On reading it, one immediately thinks of Sindbad the Sailor, except that the serpents it was Sindbad’s fortune to meet were far from being the amiable creatures described by the Egyptian sailor. There is, indeed, no very good reason to consider the famous tale of the Thousand and One Nights as a modern version of the Egyptian narrative. The sailors’ love for the recital of marvellous adventure is too natural, too far-spread, for us to fasten the one upon the other.

The tale of The Castaway seems clearly to be a theological idea dressed up in romance form. The mysterious island is the Isle of the Double, i.e. the home of dead souls, and the serpent is its guardian. The voyage describes the long journey to the other world—that trip on the mysterious western sea, and the final reaching of the home of the soul. The basic conception of the whole thing is typically Egyptian. Perhaps our estimate of Egyptian literature cannot be completed better than by the presentation of the actual text of this romance. Our version is from G. Maspero’s rendering of M. Golenischeff’s translation of the original papyrus in the Imperial Hermitage Museum, St. Petersburg.[a]

THE CASTAWAY: A TALE OF THE TWELFTH DYNASTY

The learned attendant said: “Rejoice thy heart, O my chief, for we have just reached the fatherland; after having manned the prow of the ship and worked the oars, the prow has grazed the sand. All our men are rejoicing and embracing each other, for if others beside ourselves have come safely home, not a man among us is missing, and, moreover, we have gone to the farthest limits of Uauat, and have crossed the regions of Senmut. Here we are returned in peace, and here we are back in our fatherland. Listen, O my chief, for if thou dost not uphold me, I have no support. Wash thee, pour water over thy hands, then go, address thyself to Pharaoh, and may thy heart preserve thy speech from confusion, for if a man’s mouth may save him, on the other hand, his words may cause his face to be covered over;[12] act according to the impulse of thy heart, and anything thou mayest say will put me at ease.

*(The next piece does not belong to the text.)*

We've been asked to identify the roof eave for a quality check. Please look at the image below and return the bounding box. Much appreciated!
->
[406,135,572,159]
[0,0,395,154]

“Now I shall relate to thee what happened to me personally. I set out for the mines of Honhem, and went to sea in a ship one hundred and fifty cubits long and forty wide, with one hundred and fifty of the best sailors in the land of Egypt, men who had seen heaven and earth, and whose hearts were stouter than those of lions. They had foretold that the wind would not be unfavourable, or that we would have none at all; but a gust of wind sprang up as soon as we were on the deep, and as we approached the shore, the breeze freshened and stirred the waves to a height of eight cubits. As for myself, I seized a plank, but the rest perished, without one remaining. A wave of the sea threw me upon an island after I had spent three days with no other companion than my own heart. I lay down to rest in a thicket, and darkness enveloped me; then I employed my legs in search of something for my mouth. I found figs and grapes and many kinds of fine vegetables, berries, nuts, melons of all kinds, fish, birds,—nothing was lacking. I satisfied my hunger, and threw away the surplus of what I had gathered. I dug a ditch, lit a fire, and prepared a sacrifice to the gods.

“Suddenly I heard a voice like thunder, caused, as I believed, by a wave of the sea. The trees trembled, the earth shook; I uncovered my face, and saw that a serpent was approaching. He was thirty cubits long, with a beard that hung down for over two cubits; his body was as if incrusted with gold on a colour of lapis lazuli. He planted himself before me, opened his mouth, and while I remained dumbfounded before him, he said:

“‘What has brought thee, what has brought thee, little one, what has brought thee? If thou delayest to tell me what has brought thee to this isle, I will make thee know what thou art; either thou shalt disappear like a flame, or thou shalt tell me something I never before have heard, and which I knew not before.’ Then he seized me in his mouth, carried me to his lair, and laid me down unharmed; I was safe and sound and whole.

“Then he opened his mouth, and while I remained speechless before him, he said, ‘What has brought thee, what has brought thee, little one, to this isle which is in the sea and whose shores are in the midst of the waves?’

“I replied with arms hanging low before him.[13] I said: ‘I embarked for the mines, by Pharaoh’s order, in a ship one hundred and fifty cubits long and forty wide. It was manned by one hundred and fifty of the best sailors of the land of Egypt, who had seen heaven and earth, and whose hearts were stouter than those of the gods. They had declared that the wind would not be unfavourable, or even that there would be none at all, for each one of them surpassed his companions in the prudence of his heart and the strength of his arms, and I, I yielded to them in nothing; but a storm arose while we were on the deep, and as we approached the shore the gale still freshened and threw up the waves to a height of eight cubits. As for myself, I seized a plank, but the rest on the ship perished and not one remained with me during three days. And now here I am with thee, for I was cast on this isle by a wave of the sea.’